Ø  Le 2ème critère de la définition des classes sociales est-il de retour ?
Les inégalités sociales et culturelles n’ont pas disparues :
-          Les cadres partent 2 fois plus régulièrement, plus longtemps en vacances que les ouvriers et prennent aussi plus souvent l’avion.
-          Les inégalités de logement persistent. Les plus pauvres vivent plus souvent dans un logement surpeuplé que les plus riches. 
-          Les inégalités d’accès à la culture valorisée sont encore d’actualité, les catégories favorisées vont plus régulièrement au musée, à l’opéra et lisent plus souvent.
-          Les inégalités scolaires restent très marquées : l’école ne parvient pas à faire sortir les enfants de leur milieu (catégories populaires). L’échec scolaire sera important pour ces enfants, on parle plutôt de massification scolaire pour dire que tous les enfants vont à l’école mais il n’y a pas véritablement de démocratisation scolaire ce qui laisse penser que tous les enfants ont accès à tous les types d’études. Ce qui n’est pas du tout le cas dans les faits.

è Les inégalités culturelles et sociales perdurent. On peut y ajouter également la dynamique de distinction/imitation de Bourdieu : même lorsqu’une activité est pratiquée par toutes les catégories, elle ne l’est pas de la même manière (cinéma, télévision, vacances…). Le 2ème critère de la définition semble d’actualité aujourd’hui.

Ø  Le 3ème critère de la définition des classes sociales est-il aujourd’hui de retour ?
De plus en plus d’individus ne se sentent pas appartenir à une classe sociale. Et s’ils disent appartenir à une c’est très souvent la classe moyenne. Il semble impossible de conclure aujourd’hui à un retour du sentiment d’appartenance à des classes sociales. Cependant le sentiment d’appartenance tend à ré augmenter faiblement.
è Il semble que nous ne pouvons pas parler de retour des classes sociales à l’heure actuelle puisque le 3ème critère n’est pas respecté. Objectivement, les inégalités économiques et sociales sont importantes mais les Français n’en ont pour l’instant pas conscience : peu se sentent défavorisés, favorisés.

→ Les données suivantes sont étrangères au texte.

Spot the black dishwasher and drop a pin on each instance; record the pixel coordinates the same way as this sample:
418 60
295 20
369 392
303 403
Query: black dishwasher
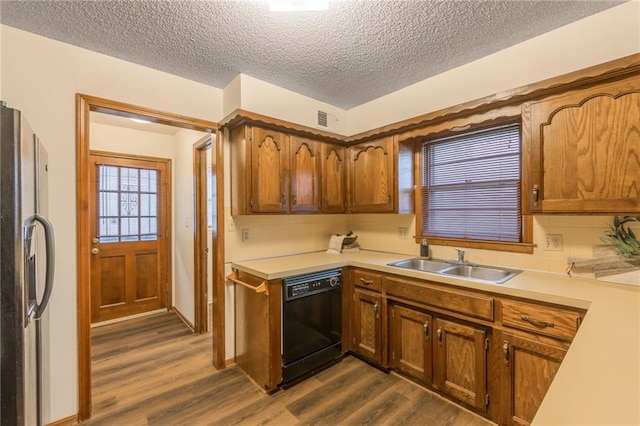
311 323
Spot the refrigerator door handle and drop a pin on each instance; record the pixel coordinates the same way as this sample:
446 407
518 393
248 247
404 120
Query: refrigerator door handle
50 263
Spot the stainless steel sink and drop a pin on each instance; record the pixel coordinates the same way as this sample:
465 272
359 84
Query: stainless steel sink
419 264
476 272
496 275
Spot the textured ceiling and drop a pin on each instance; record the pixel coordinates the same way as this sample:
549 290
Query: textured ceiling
352 53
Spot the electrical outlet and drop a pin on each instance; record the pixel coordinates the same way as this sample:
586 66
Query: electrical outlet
553 242
403 233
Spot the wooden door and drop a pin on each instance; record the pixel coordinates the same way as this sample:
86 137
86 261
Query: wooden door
367 325
129 216
371 176
305 169
460 362
584 150
528 368
333 178
269 171
411 332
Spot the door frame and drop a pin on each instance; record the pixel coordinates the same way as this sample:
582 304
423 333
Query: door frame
201 278
166 204
84 105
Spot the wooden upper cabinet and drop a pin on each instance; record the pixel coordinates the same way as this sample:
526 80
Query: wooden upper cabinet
305 175
583 150
372 176
269 171
460 362
333 176
528 367
367 325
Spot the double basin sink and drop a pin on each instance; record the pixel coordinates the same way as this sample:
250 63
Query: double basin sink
465 270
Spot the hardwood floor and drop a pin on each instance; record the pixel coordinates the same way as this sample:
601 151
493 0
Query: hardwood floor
154 371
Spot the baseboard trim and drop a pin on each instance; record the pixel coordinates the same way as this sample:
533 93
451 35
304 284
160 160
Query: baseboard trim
184 319
67 421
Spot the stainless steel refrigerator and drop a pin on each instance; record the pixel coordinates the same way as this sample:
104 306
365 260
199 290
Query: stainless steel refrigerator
26 273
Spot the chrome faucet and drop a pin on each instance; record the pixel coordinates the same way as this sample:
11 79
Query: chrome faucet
460 260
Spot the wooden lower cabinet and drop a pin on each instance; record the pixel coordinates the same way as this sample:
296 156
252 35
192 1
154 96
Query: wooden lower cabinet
528 368
367 325
460 362
410 342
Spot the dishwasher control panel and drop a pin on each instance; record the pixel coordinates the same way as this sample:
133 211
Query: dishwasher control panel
305 285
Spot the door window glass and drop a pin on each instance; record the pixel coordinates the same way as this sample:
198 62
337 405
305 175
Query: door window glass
127 204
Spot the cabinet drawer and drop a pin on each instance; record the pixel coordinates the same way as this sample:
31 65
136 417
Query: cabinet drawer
556 322
369 280
471 304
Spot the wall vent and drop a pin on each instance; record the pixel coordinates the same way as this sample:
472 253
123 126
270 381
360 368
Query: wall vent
322 118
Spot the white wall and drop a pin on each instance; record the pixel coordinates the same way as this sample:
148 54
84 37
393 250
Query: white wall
602 37
184 220
41 77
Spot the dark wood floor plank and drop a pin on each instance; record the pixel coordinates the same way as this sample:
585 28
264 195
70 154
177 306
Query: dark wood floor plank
153 371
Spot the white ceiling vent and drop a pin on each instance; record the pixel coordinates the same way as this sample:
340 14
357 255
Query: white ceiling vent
322 119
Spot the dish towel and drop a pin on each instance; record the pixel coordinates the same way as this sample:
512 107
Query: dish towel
335 244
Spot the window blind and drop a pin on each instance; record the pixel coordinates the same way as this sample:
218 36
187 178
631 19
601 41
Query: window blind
471 185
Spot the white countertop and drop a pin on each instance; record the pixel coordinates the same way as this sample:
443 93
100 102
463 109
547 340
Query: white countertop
598 382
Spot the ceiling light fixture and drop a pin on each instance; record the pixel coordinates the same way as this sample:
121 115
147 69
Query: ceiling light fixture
297 5
139 120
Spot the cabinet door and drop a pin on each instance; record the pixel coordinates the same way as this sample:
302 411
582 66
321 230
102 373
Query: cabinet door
584 150
333 178
305 167
460 362
371 176
367 325
411 342
528 368
269 171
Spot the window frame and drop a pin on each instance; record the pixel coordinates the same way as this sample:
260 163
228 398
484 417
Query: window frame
452 128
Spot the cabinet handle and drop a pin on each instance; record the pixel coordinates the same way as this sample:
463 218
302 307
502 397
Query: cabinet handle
366 282
536 322
536 195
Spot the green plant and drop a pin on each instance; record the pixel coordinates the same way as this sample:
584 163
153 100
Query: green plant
624 239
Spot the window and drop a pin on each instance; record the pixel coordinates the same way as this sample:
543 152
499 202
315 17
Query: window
471 185
127 204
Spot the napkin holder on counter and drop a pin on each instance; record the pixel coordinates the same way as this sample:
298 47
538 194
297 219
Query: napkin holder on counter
343 244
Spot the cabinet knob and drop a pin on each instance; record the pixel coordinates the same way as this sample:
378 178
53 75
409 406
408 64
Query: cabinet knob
536 195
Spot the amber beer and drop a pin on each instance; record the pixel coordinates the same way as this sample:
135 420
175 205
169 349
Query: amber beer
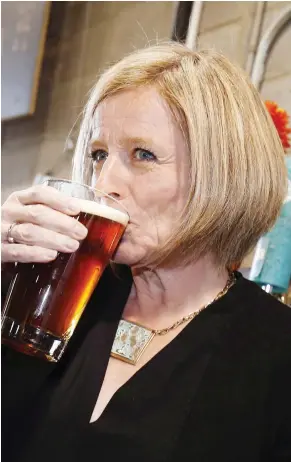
45 301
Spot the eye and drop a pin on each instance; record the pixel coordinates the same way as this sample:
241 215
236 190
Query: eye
98 156
144 155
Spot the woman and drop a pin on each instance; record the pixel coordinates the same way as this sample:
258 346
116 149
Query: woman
183 140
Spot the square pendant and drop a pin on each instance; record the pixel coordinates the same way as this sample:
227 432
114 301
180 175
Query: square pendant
130 341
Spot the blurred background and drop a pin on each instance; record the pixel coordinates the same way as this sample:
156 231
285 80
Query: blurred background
53 52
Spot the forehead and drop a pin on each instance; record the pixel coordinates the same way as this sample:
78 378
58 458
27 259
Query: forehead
137 113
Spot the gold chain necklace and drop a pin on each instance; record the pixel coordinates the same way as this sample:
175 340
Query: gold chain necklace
132 339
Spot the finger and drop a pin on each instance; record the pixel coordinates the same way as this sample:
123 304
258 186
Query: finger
26 254
49 196
34 235
47 218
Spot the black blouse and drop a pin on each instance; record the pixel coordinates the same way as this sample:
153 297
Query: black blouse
220 391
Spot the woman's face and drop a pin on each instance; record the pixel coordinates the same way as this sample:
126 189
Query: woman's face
140 157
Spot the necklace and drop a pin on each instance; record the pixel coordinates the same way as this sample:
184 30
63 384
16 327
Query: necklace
132 339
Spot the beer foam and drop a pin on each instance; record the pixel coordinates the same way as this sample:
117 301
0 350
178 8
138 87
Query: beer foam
104 211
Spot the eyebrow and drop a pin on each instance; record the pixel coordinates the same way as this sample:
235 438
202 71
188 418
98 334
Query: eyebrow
130 139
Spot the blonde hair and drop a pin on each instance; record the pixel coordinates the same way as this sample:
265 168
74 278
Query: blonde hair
237 175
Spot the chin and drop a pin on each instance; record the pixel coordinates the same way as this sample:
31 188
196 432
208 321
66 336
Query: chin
127 255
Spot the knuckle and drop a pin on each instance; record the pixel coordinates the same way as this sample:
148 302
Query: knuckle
5 212
34 212
35 193
25 232
14 253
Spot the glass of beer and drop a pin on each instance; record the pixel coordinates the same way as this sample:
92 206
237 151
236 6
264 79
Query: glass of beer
46 300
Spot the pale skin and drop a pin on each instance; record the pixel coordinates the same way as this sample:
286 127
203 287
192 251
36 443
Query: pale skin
139 156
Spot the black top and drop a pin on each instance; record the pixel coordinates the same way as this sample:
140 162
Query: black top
220 391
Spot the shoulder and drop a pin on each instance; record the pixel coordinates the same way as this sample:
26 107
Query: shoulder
260 325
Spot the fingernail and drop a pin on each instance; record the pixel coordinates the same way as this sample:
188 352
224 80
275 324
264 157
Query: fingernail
72 245
51 254
80 232
73 208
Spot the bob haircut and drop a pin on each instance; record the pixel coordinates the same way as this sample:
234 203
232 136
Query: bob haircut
237 175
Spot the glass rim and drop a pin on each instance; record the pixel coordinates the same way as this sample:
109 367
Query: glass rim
63 180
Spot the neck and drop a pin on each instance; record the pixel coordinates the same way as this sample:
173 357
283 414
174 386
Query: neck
162 296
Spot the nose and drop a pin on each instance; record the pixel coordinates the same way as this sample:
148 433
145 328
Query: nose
112 178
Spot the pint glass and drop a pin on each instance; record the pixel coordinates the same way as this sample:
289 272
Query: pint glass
46 300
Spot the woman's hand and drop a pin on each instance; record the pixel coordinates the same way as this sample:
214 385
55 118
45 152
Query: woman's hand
44 225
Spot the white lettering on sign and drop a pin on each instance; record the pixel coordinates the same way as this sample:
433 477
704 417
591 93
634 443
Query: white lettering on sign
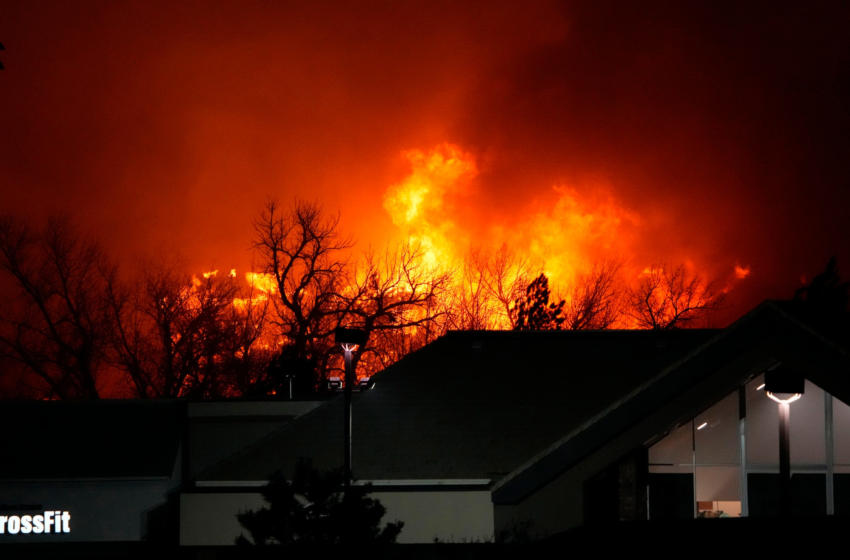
49 522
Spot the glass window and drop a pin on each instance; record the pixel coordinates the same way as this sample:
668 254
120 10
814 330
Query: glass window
841 435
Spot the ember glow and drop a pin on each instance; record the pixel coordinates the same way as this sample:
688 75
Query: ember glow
571 132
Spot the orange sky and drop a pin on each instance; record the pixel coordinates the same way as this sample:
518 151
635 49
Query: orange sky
717 135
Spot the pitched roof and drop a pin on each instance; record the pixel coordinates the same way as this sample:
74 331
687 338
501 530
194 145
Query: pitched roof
89 439
471 405
765 336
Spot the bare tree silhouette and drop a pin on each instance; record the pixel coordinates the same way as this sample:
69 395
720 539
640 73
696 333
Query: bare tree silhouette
671 298
393 298
303 252
57 324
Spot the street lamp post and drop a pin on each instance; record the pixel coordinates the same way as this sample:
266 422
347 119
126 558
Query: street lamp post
350 340
784 386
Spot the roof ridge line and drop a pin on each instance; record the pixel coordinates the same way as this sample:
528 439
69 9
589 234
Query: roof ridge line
722 333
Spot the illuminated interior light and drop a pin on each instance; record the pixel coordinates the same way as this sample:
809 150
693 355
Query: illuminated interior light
792 398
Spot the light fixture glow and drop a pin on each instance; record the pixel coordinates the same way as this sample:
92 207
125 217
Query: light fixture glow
792 398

B-    Des frontières de plus en plus brouillées du fait de la multiplication des critères de différenciation sociale
Le déterminisme de classe est une expression montrant l’importance de la reproduction sociale : les enfants seraient contraints par leur origine sociale, les enfants de catégorie populaire feraient encore partis de la classe populaire, de même pour les enfants de classes favorisées. Ce déterminisme semble s’affaiblir avec la mise en évidence de nouvelles inégalités qui vont complexifier la lecture de la société en termes de classes sociales. Les frontières entre les classes seraient moins imperméables, elles auraient tendance à être brouillées.
En plus de la problématique de l’existence ou non des classes sociales, l’analyse de la structure sociale s’est complexifiée ces années, les sociologues ayant fait émerger des inégalités transversales. Celles-ci traversent les différentes catégories sociales et brouillent la lecture en termes de classes sociales. 
Les inégalités homme/femme traversent toute la société et ont tendance à former deux groupes : homme dominant/femme dominée. Cela se répercute avec les groupes de classes aisées/classes populaires.
Les inégalités territoriales traversent aussi les catégories sociales : certaines régions sont plus attractives/dynamiques que d’autres.

è Si les classes sociales existent, elles sont moins affirmées que par le passé du fait de l’existence de ces inégalités transversales multiples.